Im Jahre 1754 verkauften die Laubingers das Gut an den Lizenzeinnehmer Klaus. Die ehemaligen adeligen Freiheiten und vermutlich auch Teile des Grundbesitzes waren in der Zwischenzeit verlorengegangen, es ist unbekannt, wann und wie. Schon 1757 wechselte das Gut erneut den Besitzer, zugleich wurde es zerstückelt. Den Rest kaufte der Landdrost Börries v. Münchhausen und fügte sie seinem übrigen Moringer Landbesitz zu.
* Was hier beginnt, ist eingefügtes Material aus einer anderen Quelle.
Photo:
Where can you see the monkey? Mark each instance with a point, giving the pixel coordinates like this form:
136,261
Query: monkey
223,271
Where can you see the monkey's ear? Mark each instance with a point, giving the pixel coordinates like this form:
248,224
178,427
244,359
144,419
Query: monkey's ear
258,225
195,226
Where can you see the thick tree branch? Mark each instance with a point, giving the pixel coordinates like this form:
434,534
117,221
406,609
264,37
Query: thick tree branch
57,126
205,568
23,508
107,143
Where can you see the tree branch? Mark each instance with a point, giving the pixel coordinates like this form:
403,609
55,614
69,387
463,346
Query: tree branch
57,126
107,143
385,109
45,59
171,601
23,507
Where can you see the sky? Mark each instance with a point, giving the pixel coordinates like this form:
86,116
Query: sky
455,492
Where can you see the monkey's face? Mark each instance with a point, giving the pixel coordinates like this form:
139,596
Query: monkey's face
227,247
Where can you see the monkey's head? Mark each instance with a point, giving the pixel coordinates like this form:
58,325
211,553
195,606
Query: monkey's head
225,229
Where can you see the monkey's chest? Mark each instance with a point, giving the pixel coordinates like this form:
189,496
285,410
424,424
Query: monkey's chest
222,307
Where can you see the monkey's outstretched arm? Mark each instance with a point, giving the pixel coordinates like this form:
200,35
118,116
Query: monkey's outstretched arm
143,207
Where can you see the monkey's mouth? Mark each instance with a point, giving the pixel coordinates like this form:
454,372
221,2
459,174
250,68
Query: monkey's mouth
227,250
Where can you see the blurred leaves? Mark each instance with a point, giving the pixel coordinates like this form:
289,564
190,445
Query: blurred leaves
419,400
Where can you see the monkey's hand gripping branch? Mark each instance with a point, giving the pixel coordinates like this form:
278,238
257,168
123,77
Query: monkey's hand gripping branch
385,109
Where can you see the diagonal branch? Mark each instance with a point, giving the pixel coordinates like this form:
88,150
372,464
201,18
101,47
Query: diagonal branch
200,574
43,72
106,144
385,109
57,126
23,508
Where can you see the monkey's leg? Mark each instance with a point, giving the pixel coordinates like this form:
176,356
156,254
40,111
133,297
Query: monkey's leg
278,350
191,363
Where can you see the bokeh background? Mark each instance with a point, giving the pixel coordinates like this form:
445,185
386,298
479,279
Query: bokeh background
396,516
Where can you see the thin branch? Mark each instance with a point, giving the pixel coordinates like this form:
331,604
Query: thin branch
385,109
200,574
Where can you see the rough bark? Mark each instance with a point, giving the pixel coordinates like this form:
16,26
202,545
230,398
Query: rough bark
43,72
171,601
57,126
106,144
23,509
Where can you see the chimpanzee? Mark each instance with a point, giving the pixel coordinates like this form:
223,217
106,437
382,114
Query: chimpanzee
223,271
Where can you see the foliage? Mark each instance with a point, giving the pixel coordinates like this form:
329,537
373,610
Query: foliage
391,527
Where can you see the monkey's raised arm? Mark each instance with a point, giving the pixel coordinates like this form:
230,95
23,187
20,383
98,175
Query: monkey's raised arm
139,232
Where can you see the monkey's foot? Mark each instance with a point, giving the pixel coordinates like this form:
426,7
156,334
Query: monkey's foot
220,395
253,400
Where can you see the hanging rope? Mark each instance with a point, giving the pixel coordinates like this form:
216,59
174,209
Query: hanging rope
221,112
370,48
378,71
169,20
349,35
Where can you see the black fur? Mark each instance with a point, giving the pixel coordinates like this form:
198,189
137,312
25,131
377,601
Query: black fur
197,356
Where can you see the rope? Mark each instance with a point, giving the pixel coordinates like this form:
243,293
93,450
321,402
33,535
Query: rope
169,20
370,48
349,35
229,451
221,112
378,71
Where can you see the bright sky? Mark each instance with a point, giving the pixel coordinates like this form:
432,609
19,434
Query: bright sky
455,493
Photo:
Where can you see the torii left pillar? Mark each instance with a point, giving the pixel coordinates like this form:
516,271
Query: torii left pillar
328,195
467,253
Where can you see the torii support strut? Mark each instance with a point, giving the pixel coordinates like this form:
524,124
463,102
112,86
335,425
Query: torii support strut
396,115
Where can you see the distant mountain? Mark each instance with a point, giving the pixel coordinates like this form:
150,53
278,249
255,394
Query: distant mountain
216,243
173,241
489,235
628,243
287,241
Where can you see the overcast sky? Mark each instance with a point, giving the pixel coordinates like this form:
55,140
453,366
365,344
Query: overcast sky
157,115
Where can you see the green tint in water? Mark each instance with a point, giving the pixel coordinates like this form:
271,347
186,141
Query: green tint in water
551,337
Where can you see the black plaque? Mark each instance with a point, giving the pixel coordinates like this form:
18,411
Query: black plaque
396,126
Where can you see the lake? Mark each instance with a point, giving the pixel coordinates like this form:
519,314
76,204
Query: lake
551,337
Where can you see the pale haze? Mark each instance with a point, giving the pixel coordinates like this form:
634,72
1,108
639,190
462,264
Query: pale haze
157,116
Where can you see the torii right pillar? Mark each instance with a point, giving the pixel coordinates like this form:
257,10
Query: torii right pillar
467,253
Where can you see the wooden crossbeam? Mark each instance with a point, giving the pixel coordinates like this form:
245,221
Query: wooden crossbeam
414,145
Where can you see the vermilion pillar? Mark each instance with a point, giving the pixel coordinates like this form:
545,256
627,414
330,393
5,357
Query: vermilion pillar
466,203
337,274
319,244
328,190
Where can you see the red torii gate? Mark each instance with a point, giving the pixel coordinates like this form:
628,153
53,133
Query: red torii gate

Das Gutshaus, die Mühle und der Garten gingen in bürgerlichen und häufig wechselnden Besitz über, sie scheinen nicht mehr lukrativ gewesen zu sein. Die Besitzer waren nacheinander Hilmer, Volksen, von Götz, Sprenger und Ehlers. Letzterer verkaufte die Mühle an Rannenberg und das Gutshaus an König, von dem es 1882 v. Münchhausen als Tagelöhnerhaus erwarb. Nach der Aufteilung des Rittergutes Münchhausen kam das Haus in den Besitz der Stadt Moringen.

Die Mühle wurde etwa um 1900 von Wilhelm Feußel aus Schnedinghausen erworben, dessen Nachfolger sein Sohn Adolf war. Dieser kam im November 1947 in den Nachkriegswirren ums Leben. Seine Witwe trat 1952 das seit alten Zeiten zur Mühle gehörende Wasserrecht an die Stadt Moringen ab. Die alte Mühle hatte aufgehört zu bestehen.